PHI-base(Pathogen Host Interactions),a database that catalogues experimentally verified pathogenicity, virulence and effector genes from fungal, Oomycete and bacterial pathogens, which infect animal, plant, fungal and insect hosts. The mission of PHI-base is to provide expertly curated molecular and biological information on genes proven to affect the outcome of pathogen-host interactions. We have PHI-base terms attached to genes in thousands of species in Ensembl Bacteria, Fungi and Protists. Information is also given on the target gene sites of some anti-infective chemistries.
Software DIAMOND was used for sequences mapping and annotation based on database (version 4.6, updated in November, 2018, including 6438 genes, 11340 interactions, 263 pathogens, 194 hosts, 510 diseases), with default parameters.
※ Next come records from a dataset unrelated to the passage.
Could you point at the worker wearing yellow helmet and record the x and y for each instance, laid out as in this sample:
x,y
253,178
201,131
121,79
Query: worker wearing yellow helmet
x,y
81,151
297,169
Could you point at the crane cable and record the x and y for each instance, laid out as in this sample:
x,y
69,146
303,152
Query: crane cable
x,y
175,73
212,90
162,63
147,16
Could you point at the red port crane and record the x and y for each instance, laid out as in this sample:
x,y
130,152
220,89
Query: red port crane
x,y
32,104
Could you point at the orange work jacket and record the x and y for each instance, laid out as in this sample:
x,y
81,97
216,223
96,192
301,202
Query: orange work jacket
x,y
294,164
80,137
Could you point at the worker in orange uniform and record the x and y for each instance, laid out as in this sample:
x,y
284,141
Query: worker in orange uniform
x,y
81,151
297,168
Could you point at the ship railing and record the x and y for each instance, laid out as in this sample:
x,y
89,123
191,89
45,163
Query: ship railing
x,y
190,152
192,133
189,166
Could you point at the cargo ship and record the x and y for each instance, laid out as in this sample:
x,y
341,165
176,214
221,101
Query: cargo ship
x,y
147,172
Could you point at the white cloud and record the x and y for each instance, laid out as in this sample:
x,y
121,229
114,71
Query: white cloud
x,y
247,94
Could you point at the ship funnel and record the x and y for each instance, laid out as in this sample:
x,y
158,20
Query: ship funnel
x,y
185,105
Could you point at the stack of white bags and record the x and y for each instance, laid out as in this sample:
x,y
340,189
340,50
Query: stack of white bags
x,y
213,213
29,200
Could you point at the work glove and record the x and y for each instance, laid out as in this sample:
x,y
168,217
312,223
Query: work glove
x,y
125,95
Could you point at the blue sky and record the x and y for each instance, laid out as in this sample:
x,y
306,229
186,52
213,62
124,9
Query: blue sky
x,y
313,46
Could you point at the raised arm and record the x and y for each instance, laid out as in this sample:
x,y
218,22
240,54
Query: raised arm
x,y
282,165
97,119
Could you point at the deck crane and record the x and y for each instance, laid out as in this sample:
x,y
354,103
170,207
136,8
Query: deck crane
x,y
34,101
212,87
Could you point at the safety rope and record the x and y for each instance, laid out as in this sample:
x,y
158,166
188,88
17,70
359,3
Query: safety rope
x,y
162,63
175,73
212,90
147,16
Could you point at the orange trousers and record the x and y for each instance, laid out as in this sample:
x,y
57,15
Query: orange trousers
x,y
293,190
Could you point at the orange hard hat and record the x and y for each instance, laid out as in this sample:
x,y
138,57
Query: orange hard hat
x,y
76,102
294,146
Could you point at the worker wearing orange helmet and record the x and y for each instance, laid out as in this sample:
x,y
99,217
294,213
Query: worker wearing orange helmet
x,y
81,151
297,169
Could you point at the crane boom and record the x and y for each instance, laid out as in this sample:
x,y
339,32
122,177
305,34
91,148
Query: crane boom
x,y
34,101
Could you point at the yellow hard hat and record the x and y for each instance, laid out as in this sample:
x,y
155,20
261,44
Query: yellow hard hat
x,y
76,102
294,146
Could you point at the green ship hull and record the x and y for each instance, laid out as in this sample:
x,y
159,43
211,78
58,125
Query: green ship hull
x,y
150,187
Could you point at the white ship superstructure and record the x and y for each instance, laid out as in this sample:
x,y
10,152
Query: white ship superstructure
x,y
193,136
Input filesFasta file of nucleic acid or amino acid query sequences.
Results
1. Mapping and annotation results
2. Statistics of alignment
3. Distribution of E-values.
1. Mapping and annotation results
Query_id :ID of query sequences
Subject_id :ID of mapped sequences in database
Query_start :the start position of query sequences covered by alignment
Query _end :the end position of query sequences covered by alignment
Subject_start:the start position of subject sequences covered by alignment
Subject_end:the end position of subject sequences covered by alignment
Align_length:the length of sequences covered by alignment
Positive:counts of positive-scoring matches(Base or amino acid)
Gap:number of gaps
Coverage:the percentage of query covered by alignment to the database sequence
Identity(%) :identity of alignment (percentity)
E_value :Expcet values of alignment, the lower the better
Score:Score of alignment, the higher the better
DB_Type:the database of reference genes
Accession:the ID of reference genes in source database
Gene_name:gene name
Pathogen_NCBI _ID:NCBI taxonomy ID of the pathogenic species
Pathogen_species:systematic name of the pathogenic species
Disease_name:name of the disease caused by the pathogen host interaction
Host_Descripton:descripton of host
Host_NCBI_ ID:NCBI taxonomy ID of the host organism
Experimental_host:common name of the host organism
Function:function of proteins
2. Statistics of alignment
showing the number of mapped and unmapped results.
3. Distribution of E-values.
E value is the expected value of the alignment. The smaller the E value, the more the reliability. We divided the E value into five ranges and show the number with a pie chart.